On July 10, 2026, the Pentagon (referenced in the reports under the Department of War framework) unveiled the fourth installment of its PURSUE declassification initiative, ordered by President Trump. The new drop includes 40 files: 19 videos, 14 documents, and additional audio and images from agencies including AARO and NASA. All materials are now publicly available on the official site war.gov/UFO.
The standout item is a 32-second infrared video captured aboard a U.S. military platform over the Atlantic Ocean in 2020. Social media users have quickly dubbed it the “large two-tiered UFO,” with the thermal footage showing an irregular, blob-like dark mass featuring brighter hotspots and what appears to be a multi-lobed or tiered structure — descriptions online ranging from “floating brain” to a deformed balloon-like object.
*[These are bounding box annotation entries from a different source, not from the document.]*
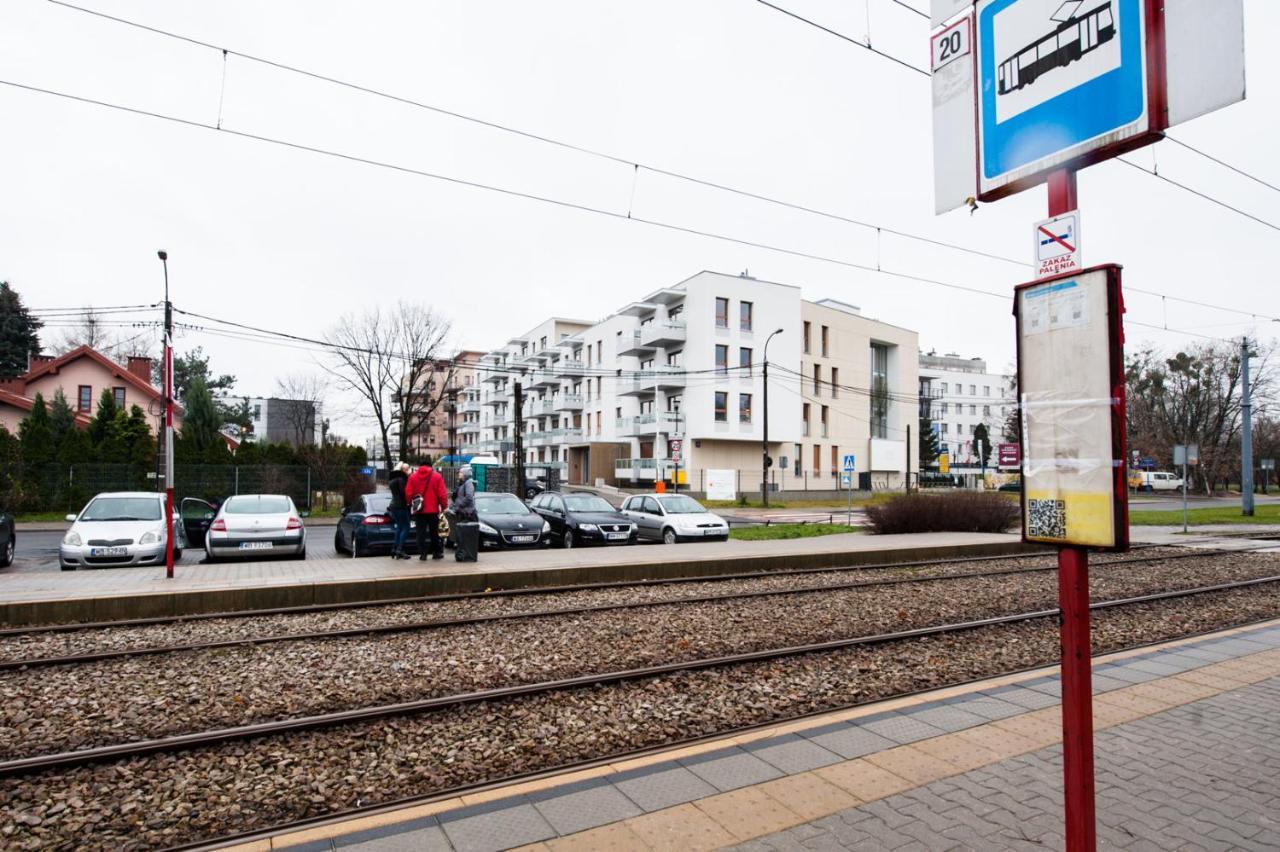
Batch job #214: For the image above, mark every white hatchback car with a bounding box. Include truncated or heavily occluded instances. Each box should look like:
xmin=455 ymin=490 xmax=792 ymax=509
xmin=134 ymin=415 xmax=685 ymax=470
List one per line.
xmin=58 ymin=491 xmax=187 ymax=571
xmin=205 ymin=494 xmax=307 ymax=562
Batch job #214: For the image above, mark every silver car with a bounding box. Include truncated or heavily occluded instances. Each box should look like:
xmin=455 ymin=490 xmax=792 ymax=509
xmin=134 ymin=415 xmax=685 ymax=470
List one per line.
xmin=58 ymin=491 xmax=187 ymax=571
xmin=622 ymin=494 xmax=728 ymax=544
xmin=205 ymin=494 xmax=307 ymax=562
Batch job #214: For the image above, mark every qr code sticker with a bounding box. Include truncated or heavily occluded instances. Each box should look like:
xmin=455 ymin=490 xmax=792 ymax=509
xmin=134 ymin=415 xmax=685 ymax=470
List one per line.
xmin=1027 ymin=500 xmax=1066 ymax=539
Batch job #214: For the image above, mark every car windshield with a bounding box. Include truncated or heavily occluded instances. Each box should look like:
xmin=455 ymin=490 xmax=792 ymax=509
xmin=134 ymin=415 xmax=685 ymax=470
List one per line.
xmin=564 ymin=494 xmax=613 ymax=512
xmin=223 ymin=494 xmax=292 ymax=514
xmin=476 ymin=494 xmax=529 ymax=514
xmin=658 ymin=494 xmax=707 ymax=514
xmin=79 ymin=498 xmax=160 ymax=521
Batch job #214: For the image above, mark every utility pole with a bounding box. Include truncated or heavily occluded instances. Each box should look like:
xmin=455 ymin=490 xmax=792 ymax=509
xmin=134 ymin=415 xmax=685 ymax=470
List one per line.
xmin=1240 ymin=336 xmax=1253 ymax=517
xmin=156 ymin=249 xmax=173 ymax=580
xmin=760 ymin=329 xmax=782 ymax=509
xmin=512 ymin=381 xmax=525 ymax=500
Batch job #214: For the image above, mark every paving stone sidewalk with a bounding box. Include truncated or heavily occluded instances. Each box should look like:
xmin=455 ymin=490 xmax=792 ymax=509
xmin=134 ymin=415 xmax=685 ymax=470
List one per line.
xmin=735 ymin=678 xmax=1280 ymax=852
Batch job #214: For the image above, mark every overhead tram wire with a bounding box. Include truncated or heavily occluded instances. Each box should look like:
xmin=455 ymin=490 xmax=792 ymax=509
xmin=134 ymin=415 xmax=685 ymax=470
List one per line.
xmin=37 ymin=0 xmax=1275 ymax=319
xmin=0 ymin=80 xmax=1269 ymax=345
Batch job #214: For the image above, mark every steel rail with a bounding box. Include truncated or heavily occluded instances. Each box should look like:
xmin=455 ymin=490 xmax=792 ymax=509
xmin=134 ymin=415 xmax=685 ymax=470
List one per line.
xmin=0 ymin=539 xmax=1269 ymax=672
xmin=0 ymin=574 xmax=1280 ymax=778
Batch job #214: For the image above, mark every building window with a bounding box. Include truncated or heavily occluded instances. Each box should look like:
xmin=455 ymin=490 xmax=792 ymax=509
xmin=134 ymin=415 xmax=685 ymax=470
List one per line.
xmin=716 ymin=296 xmax=728 ymax=329
xmin=870 ymin=343 xmax=888 ymax=438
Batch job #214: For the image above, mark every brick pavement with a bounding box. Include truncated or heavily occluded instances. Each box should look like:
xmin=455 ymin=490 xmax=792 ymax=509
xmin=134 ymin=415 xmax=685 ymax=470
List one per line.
xmin=255 ymin=620 xmax=1280 ymax=852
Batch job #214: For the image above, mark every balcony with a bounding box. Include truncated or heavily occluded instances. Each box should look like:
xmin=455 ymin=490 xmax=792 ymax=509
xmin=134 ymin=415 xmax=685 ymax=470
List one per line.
xmin=640 ymin=320 xmax=689 ymax=347
xmin=556 ymin=394 xmax=582 ymax=411
xmin=556 ymin=358 xmax=586 ymax=379
xmin=618 ymin=323 xmax=654 ymax=356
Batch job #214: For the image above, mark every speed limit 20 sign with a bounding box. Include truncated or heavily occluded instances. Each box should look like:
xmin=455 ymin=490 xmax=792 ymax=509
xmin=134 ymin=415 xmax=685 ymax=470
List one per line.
xmin=932 ymin=18 xmax=973 ymax=70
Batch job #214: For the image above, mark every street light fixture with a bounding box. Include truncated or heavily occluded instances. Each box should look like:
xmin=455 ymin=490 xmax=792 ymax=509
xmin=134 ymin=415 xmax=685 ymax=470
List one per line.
xmin=760 ymin=329 xmax=782 ymax=508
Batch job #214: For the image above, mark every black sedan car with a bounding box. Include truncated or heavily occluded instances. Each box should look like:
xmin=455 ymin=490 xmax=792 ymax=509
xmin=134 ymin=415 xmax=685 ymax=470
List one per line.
xmin=444 ymin=493 xmax=552 ymax=549
xmin=0 ymin=512 xmax=18 ymax=568
xmin=333 ymin=494 xmax=417 ymax=556
xmin=530 ymin=491 xmax=636 ymax=548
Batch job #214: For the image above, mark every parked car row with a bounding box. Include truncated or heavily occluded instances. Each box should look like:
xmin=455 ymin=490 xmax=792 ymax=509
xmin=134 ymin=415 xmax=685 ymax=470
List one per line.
xmin=52 ymin=491 xmax=728 ymax=571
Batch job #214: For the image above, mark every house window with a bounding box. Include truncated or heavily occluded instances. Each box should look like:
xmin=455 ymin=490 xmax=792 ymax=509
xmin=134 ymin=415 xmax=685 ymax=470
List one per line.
xmin=716 ymin=296 xmax=728 ymax=329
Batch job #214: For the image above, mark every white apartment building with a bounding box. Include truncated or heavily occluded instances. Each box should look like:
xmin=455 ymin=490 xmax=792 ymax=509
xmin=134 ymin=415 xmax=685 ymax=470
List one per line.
xmin=920 ymin=352 xmax=1018 ymax=475
xmin=460 ymin=271 xmax=918 ymax=493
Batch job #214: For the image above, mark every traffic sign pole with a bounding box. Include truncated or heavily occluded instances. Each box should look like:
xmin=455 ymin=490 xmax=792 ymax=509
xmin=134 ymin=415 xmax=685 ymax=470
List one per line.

According to the accompanying Range Fouler Debrief (DOW-UAP-D091), the object was estimated at 12-15 feet tall, maroonish in thermal signature, and drifted passively with the wind. It exhibited no unusual maneuvering or propulsion. The official form explicitly categorized it as “balloon-shaped,” with AARO noting the visual quirks are common in infrared imaging due to thermal contrasts and sensor effects.
While some headlines have hyped the clip as strikingly clear compared to previous blurry releases, the military assessment aligns with the pattern seen throughout the PURSUE files: most sightings resolve to mundane explanations like balloons, drones, birds, or sensor artifacts. A handful remain technically “unresolved” due to limited data, but no evidence of exotic technology or non-human intelligence has emerged.
The latest release also features historical items, including references to 1949 Los Alamos “green fireballs” discussions and 1996 NASA Shuttle imagery likely showing ice or debris, alongside other recent military sensor clips of orbs and fast-moving objects.
This marks the latest step in the ongoing transparency push, with additional batches expected in the months ahead. As interest in UAPs continues to fuel public fascination and online debate, the files provide a detailed — if often grounding — look at what the military has been tracking.
The full collection is accessible now at war.gov/UFO for anyone wanting to review the raw materials themselves.